The diagnostic procedure of the analog circuit 5 will be described below. The characteristic deterioration detecting device 2 outputs the relay control signal 23 to the switches 10 and 11. This allows the analog circuit 5
Is the test signal 21 from the input terminal 32 from the plant.
And the test signal can be input. At the same time, the feedback resistance is also switched to the feedback resistance 9 for diagnosis. As the test signal 21, a DC voltage of 1 mV is input. Therefore, 1 V is output to the output signal 25 in the normal state. However, when the characteristics of the OP amplifier 6 deteriorate due to radiation irradiation and the open loop gain decreases, the output signal 25 also decreases, and the deterioration of the characteristics of the analog circuit 5 can be detected early by the characteristic deterioration detecting device 2.

[0026]

According to the present invention, it is possible to provide means for easily detecting characteristic deterioration of an electronic circuit used in a radiation environment.

[Brief description of drawings]

FIG. 1 is a circuit diagram showing an embodiment of the present invention.

FIG. 2 is an operation flowchart of the characteristic deterioration detecting device.

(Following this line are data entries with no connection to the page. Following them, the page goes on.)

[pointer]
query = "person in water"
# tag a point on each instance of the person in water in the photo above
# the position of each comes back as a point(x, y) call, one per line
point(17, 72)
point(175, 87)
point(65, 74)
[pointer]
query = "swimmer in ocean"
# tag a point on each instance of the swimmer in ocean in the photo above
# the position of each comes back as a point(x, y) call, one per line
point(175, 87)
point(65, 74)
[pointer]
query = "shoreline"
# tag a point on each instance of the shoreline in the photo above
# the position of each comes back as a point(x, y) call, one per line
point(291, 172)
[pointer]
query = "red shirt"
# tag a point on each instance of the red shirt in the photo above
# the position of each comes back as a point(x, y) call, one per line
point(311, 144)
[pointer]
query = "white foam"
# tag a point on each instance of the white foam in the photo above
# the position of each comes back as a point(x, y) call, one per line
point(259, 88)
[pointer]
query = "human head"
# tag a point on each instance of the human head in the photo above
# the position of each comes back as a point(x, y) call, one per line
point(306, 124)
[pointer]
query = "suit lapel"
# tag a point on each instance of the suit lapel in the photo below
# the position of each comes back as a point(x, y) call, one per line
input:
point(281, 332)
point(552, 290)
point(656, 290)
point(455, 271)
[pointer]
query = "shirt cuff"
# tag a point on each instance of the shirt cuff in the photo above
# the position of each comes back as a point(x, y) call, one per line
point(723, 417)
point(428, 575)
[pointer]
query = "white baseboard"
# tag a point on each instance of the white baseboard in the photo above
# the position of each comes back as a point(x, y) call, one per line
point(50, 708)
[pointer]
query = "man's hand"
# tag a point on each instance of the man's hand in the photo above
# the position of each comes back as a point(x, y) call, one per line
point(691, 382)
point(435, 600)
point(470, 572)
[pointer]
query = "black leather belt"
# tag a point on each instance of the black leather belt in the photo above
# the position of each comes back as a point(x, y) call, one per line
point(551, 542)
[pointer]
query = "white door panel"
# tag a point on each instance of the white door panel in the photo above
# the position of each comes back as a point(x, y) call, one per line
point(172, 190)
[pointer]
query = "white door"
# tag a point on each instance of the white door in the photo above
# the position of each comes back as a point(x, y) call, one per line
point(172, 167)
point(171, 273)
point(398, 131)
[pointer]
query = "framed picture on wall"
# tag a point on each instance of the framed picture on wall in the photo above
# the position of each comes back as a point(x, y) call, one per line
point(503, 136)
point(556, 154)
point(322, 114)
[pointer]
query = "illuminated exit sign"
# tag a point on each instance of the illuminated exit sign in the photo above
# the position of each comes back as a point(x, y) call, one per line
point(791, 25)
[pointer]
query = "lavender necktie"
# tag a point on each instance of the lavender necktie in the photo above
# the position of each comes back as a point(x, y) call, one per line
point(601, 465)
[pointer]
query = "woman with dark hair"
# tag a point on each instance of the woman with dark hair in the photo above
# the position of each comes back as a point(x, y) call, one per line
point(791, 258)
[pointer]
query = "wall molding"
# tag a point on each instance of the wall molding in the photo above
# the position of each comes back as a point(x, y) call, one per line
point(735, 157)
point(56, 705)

FIG. 3 is a characteristic diagram of input / output voltage of a digital circuit.

[Explanation of symbols]

1 ... Control device, 2 ... Characteristic deterioration detection device, 3 ... Digital circuit, 4, 10, 11 ... Switch, 5 ... Analog circuit,
6 ... OP amplifier, 7, 9 ... Feedback resistance, 8 ... Input resistance, 20 ... Operating state signal, 21 ... Test signal, 22,
23 ... Relay control signal, 24, 25 ... Output signal, 26 ...
Abnormality detection signals, 30, 32 ... Input terminals, 31, 33 ... Output terminals.

Claims (3)

[Claims] 1. In an electronic circuit used in a radiation environment, an operating state detecting means for detecting that the output of the electronic circuit is in an unused state, the input of the electronic circuit is switched, and a test signal is output. Input switching means applied to the input terminal of the electronic circuit, and output of the test signal to the input switching means according to an instruction from the operating state detecting means, and detection of the output of the electronic circuit causes deterioration of characteristics of the electronic circuit. An electronic circuit used in a radiation environment, characterized by being provided with a characteristic deterioration detecting means for detecting. 2. The output signal of the characteristic deterioration detecting means according to claim 1, which is a signal including a low level input upper limit voltage and a high level input lower limit voltage of the logic signal, and confirms the operation of the logic circuit portion of the electronic circuit. An electronic circuit used in a radiation environment that has the function of 3. The electronic circuit according to claim 1, wherein the output signal of the characteristic deterioration detecting means is a minute voltage signal and has a function of confirming the operation of the analog circuit portion of the electronic circuit.